In 1886, he produced his two best-known works, the witty (and mostly irreverent) Carnival of the Animals and the grandest of French symphonies, his Third, the famous “Organ” Symphony which he dedicated to the memory of his friend, Franz Liszt, who had just died.
The Bassoon Sonata is one of three wind sonatas composed in his final year. It is amazing to hear it, once you realize it was written in 1921 and recall how, at the first concert performance of Stravinsky's Rite of Spring a year after its premiere, he famously stalked out of the hall shortly after the music began, complaining about the composer's misuse of the bassoon in its famous opening solo.

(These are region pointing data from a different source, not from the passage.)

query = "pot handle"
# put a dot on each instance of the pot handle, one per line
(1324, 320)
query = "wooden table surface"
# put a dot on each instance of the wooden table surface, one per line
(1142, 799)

When Saint-Saëns was young, he was considered a progressive, championing the more radical styles of Liszt and Berlioz. Born eight years after Beethoven's death, his early career ran parallel with the mature Chopin and Mendelssohn. He was considered “the most German of all French composers” mostly because he often wrote with a sense of counterpoint – writing independent lines that worked melodically as well as harmonically rather than in the standard melody-plus-accompaniment approach – which was considered an academic German technique. When they called him “The French Beethoven,” it was not always meant as a compliment.
|En route to California, 1915|
We often hear about people reaching their old age turning to the past. But if you check with those who remain vitally involved with the present and thinking about their future, what keeps them going is keeping busy, getting involved in some project or other, perhaps volunteering to keep active or doing something they've always enjoyed, that gives them a sense of purpose. Certainly, a composer as successful and productive as Saint-Saëns could have ridden out retirement on a vast collection of well-deserved laurels.
But instead, at 85, Saint-Saëns was planning a series of sonatas for wind instruments. He'd already completed one for oboe and another one for clarinet when, in May, 1921, he began this one for bassoon. Finishing it in June, he'd planned on writing three more, though we don't know exactly what they might've become.
Throughout his life, he was also a fine pianist. He'd already given his "farewell concert" in 1913, but World War I brought him back to perform numerous concerts to raise money for various war-related charities and to help build morale in those very dark times. On November 5th, 1921, less than a month after turning 86, Saint-Saëns gave a recital at Paris' famed Institute for a large invited audience. According to a French musicologist writing a tribute to him in 1922, his playing was as vivid and precise as ever, and that his personal bearing gave no hint of the heart attack that would suddenly end his life a little over a month later.
Saint-Saëns at his best is usually regarded today as a composer of great facility while the music of his last decade is generally overlooked if not dismissed. That, however, is only in the context of what was being written around him. If an old dog cannot be expected to learn new tricks, why should we begrudge a composer in his 80s for waxing nostalgic over the Good Old Days?
Rossini and Sibelius are two famous composers who chose to stop writing at the peak of their careers because the latest trends were becoming so foreign to them, spending their final decades in silence. We often wonder “what if...?”
Saint-Saëns at least kept on going, right to the very end.